Hermann hatte die Koffer seines Herrn mit größerem Vergnügen wieder ausgepackt, als er sie an jenem melancholischen Tage vollgepackt hatte. Oldenburg dachte nicht mehr daran zu reisen, seitdem Melitta ihn zu bleiben genötigt hatte, und das Haus von Berkow jetzt alles umschloß, woran sein Herz hing. Jeden Tag gegen Dunkelwerden klingelte sein Schlitten auf dem Hof von Berkow, und die junge Frau begrüßte oft noch auf der Hausschwelle ihren täglichen Gast. Seit dem Abend, der ihm sein Kind wiedergeschenkt hatte, war Oldenburg ruhiger und heiterer, als er es je gewesen. Er schien sich Melittas Wort, daß sie am besten geduldig trugen, was sie doch einmal tragen müßten, zu Herzen genommen zu haben. Er wußte recht gut, was die Geliebte damit habe sagen wollen; recht gut, warum sie ihm noch immer nicht mit ihren lieben, schönen Augen klar in die Augen sehen konnte. Er beklagte es, daß es so war, aber er, der den Adel von Melittas Seele besser kannte als irgend jemand, hätte sich am meisten gewundert, wenn es anders gewesen wäre. Melitta liebte den Mann nicht mehr, der ihr Herz in einer unbewachten Stunde im Sturm der Leidenschaft eroberte, aber die Wunde, die dieser Liebe Lust und Leid ihrem Herzen geschlagen, blutete noch und auch hier mußte die Zeit bewirken, was dem Raisonnement nicht möglich war.

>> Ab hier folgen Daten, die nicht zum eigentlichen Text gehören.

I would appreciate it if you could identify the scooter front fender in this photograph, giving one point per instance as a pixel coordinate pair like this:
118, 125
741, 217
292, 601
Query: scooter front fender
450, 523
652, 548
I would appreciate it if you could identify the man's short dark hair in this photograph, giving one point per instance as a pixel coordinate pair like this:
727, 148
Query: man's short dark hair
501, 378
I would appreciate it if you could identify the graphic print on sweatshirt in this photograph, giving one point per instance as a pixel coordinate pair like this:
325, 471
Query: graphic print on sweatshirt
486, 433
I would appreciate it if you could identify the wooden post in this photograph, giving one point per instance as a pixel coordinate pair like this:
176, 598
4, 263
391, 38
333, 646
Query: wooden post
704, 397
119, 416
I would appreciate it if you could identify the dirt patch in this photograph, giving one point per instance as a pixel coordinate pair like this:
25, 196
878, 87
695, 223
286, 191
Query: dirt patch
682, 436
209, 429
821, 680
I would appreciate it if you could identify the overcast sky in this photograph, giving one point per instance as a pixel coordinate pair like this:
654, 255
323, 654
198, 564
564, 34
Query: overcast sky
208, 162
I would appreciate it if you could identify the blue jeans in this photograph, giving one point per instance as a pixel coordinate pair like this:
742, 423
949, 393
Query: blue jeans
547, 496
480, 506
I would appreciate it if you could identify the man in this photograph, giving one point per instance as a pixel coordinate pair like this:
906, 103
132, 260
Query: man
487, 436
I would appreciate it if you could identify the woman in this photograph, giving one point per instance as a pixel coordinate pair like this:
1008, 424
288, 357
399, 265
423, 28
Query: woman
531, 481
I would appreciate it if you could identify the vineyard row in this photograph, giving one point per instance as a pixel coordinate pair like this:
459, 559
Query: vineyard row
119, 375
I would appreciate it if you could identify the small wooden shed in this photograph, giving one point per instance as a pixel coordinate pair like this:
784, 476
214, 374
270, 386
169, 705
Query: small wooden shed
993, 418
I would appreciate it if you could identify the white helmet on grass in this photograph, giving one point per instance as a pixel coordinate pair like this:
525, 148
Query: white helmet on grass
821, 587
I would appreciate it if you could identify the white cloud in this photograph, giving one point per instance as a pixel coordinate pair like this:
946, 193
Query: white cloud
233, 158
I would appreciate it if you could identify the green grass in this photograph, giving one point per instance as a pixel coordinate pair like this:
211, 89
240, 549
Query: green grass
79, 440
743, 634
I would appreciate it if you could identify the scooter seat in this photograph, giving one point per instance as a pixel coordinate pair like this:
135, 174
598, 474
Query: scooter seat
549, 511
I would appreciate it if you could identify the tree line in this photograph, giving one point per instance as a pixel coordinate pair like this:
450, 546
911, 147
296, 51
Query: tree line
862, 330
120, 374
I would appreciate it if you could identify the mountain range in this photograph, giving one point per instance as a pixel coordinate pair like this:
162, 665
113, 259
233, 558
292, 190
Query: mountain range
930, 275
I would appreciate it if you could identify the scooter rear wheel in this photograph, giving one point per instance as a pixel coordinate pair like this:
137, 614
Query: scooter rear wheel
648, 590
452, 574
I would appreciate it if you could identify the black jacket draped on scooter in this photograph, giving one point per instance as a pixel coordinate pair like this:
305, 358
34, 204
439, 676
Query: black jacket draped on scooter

Die eigentümliche Situation, in der Oldenburg sich Melitta gegenüber befand, war nicht ohne Einfluß auf seine ganze augenblickliche Denk- und Empfindungsweise. Die Geduld, die Klugheit, die Vorsicht, deren er bedurfte, um das Fahrzeug seines Glücks endlich in den Hafen zu steuern, ließen ihn auch die Weltverbesserungspläne, mit denen er sich früher trug, als unausführbar beiseite legen. Dafür widmete er sich mit allem Eifer der Verwaltung seiner Güter und verfolgte die Politik des Tages mit nimmer müdem Interesse. Er bedauerte, daß er, als im Sommer der Landtag zusammentraf, die Zeit, die er dem Vaterlande schuldete, an den Ufern des Nil verträumt hatte. Neue Quellen des Volkswohls zu öffnen schien ihm jetzt wichtiger, als die des Nil zu entdecken. Er spürte in seiner stillen Solitüde den Sturm der Revolution, der aus Frankreich heraufdrohte und der mit seinem ersten Stoß das Gewitter, das dumpf über dem eigenen Vaterlande brütete, entfesseln konnte.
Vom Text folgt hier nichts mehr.